Kemudian engkau Angui Bungai Mama Lengai Tingang, sesungguhnya engkau adalah Nyahu Erang Matan Andau, Kilat Panjang Dimpah Ruang Langit, karena engkau telah menggapai angin untuk nafasnya, engkau telah mengambil air untuk menambah darahnya, engkau telah meminta tanah untuk menambah dagingnya. Engkau telah menghidupkan patung tanah tersebut, maka keturunanmu yang bernama Tinggi Tingang Mama Hanyi Bungai, Sawang Bengkui Panggangti Balu yang Aku atur untuk menempati Batang Danum Rutas Matei, dan di situ ia akan menunggu kehadiran roh darah dan daging yang telah engkau berikan itu, sekaligus memeliharanya.
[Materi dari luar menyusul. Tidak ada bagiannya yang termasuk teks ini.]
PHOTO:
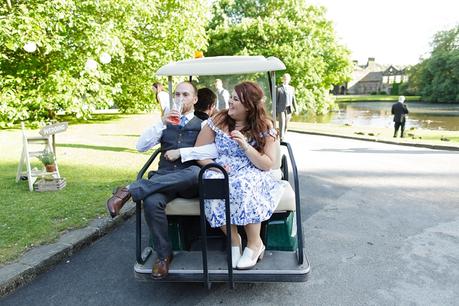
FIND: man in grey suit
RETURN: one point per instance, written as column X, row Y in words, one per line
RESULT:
column 285, row 104
column 399, row 110
column 222, row 95
column 173, row 178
Dari berbagai pengalaman yang dialami oleh Raja Bunu di pantai danum sangiang maka sudah kehendak Ranying Hatalla Langit bahwa Raja Bunu dan keturunanNya kelak ditakdirkan untuk menempati Pantai Danum Kalunen, Luwuk Kampungan Bunu (dunia) karena takdirnya demikian, maka tibalah saatnya Raja Bunu beserta istri dan keturunannya diturunkan untuk mengisi dunia, kemudian Ranying Hatala (Tuhan) memerintahkan Raja Uju untuk meminta Raja Bunu dan istrinya agar menyiapkan diri, sebelum diturunkan ke dunia. Raja Bunu dan istrinya tinggal di Lewu Bukit Tambak Raja di Tumbang Lawang Langit dan pada keturunanNya yang kemudian mereka diturunkan dengan Palangka Bulau Lambayung Nyahu ke dunia dan tempat pertama kali mereka diturunkan di puncak Tantan Bukit Samatuan yaitu di antara sungai Kahayan Rotot dan Kahayan Katining dari titik di Tantan Bukit Samatuan inilah Raja Bunu dan keturunannya mengisi seluruh Pantai Danum Kalunen, Batang Danum Injam Tinggang (dunia) dan jika saatnya tiba akan kembali kepada Ranying Hatala melalui kematian.